Monday, Feb. 01, 1999

Social Security: Sticking His Neck Out

By John Cloud

Social Security reform has been a protracted game of chicken, but finally it was President Clinton who had to make the first move. For years, neither he nor congressional Republicans have wanted to be the first to offer a major reform package, since whoever did so would surely get hammered by the other side. But Clinton needed a bold idea in his State of the Union address to help divert attention from that little matter in the Senate.

The Clinton plan would consecrate most of the budget surplus over the next 15 years to Social Security, delaying its collapse from 2032 to 2055. For the first time the plan would also allow 15% of the fund to be invested in the stock market, so that some of our Social Security dollars could earn as much as those in our mutual funds. (Now invested in Treasury bonds, the money earns from 4% to 5% a year--only a bit better than shoving it under a mattress.)

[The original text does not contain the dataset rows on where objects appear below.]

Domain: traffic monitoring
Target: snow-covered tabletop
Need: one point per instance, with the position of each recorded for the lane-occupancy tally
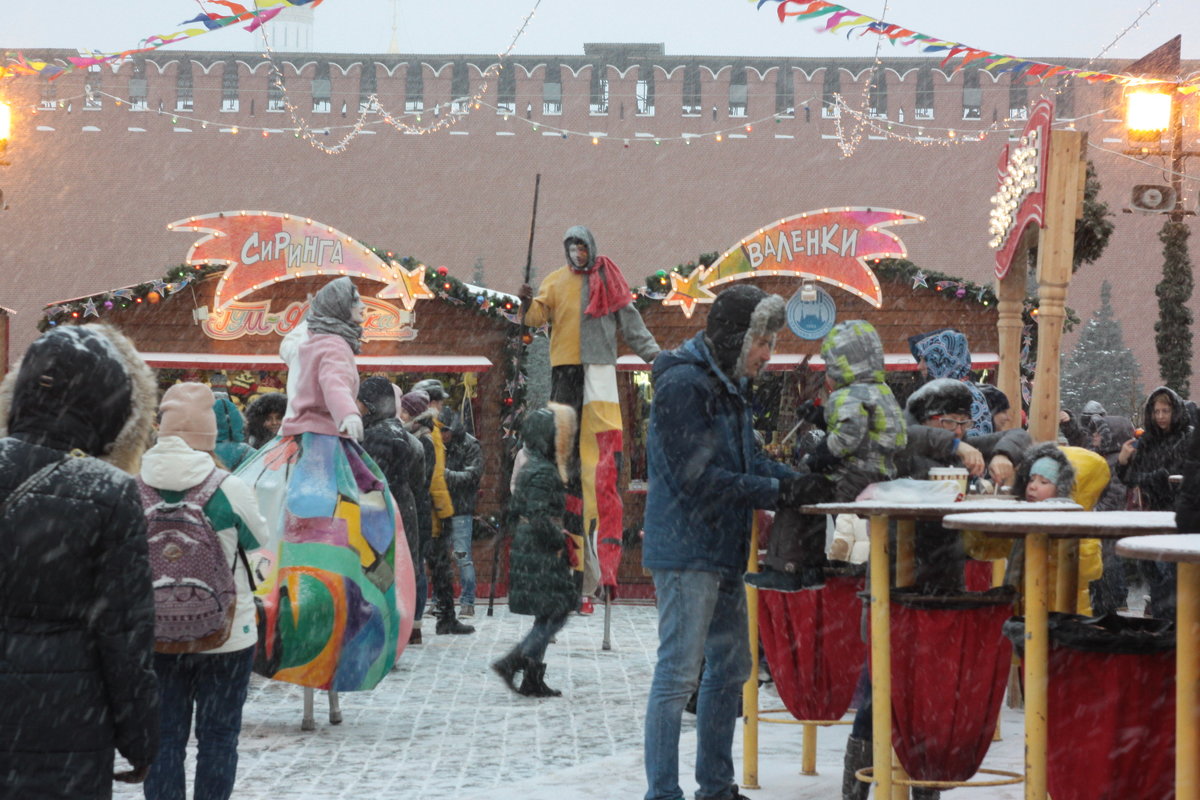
(935, 510)
(1162, 547)
(1090, 524)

Clinton got the public applause he wanted: in a TIME/CNN poll last week, 61% of those surveyed said they agree with dedicating all or most of next year's surplus money to Social Security, vs. 31% who think it should be used to lower taxes. But Clinton's plan also absorbed the expected blows. Though the minority leaders in both houses endorsed the plan, other Democrats think even microscopic tinkering with the party's hallowed invention--let alone Clinton's fairly substantial changes--would be unacceptable. Many Republicans--who want to use much of the surplus for tax cuts and favor "privatizing" Social Security by letting people control their own investment accounts--also savaged Clinton's proposal. House Ways and Means Committee Chairman Bill Archer's subtle response: "A thousand times no."

The most battered part of the plan was the stock-market idea. Corporations hated it. Members of Congress in both parties hated it. And, most important, Federal Reserve Chairman Alan Greenspan--the patron saint of our prosperity--hated it. "I do not believe that it is politically feasible to insulate such huge funds from government direction," he said. That's Greenspanese for a simple concern: by investing some $700 billion in Social Security funds, the government-cum-shareholder would inject politics into the free market and unduly influence corporate decision-making. Would the government, for example, bring an antitrust or discrimination suit against a company it (partially) owns?

It's a little precious for Republicans to cite these worries, since the notion of investing Social Security funds in the market has been kicked around the G.O.P. for years. And Treasury Secretary Robert Rubin had a nice retort to Greenspan: an independent body would oversee the investments, he said, so "there will be no--zero!--government involvement...I might add that the Federal Reserve Board itself is a very good example."

Even if the final legislation looks nothing like what Clinton proposed, the President's plan will at least mark the end of the politics of avoidance on this issue. Archer, who has announced his retirement, would love to cap his years in Congress with a major deal. Historians may also smile on the plan. After all, a game of chicken ends only when the more responsible player swerves to avoid disaster.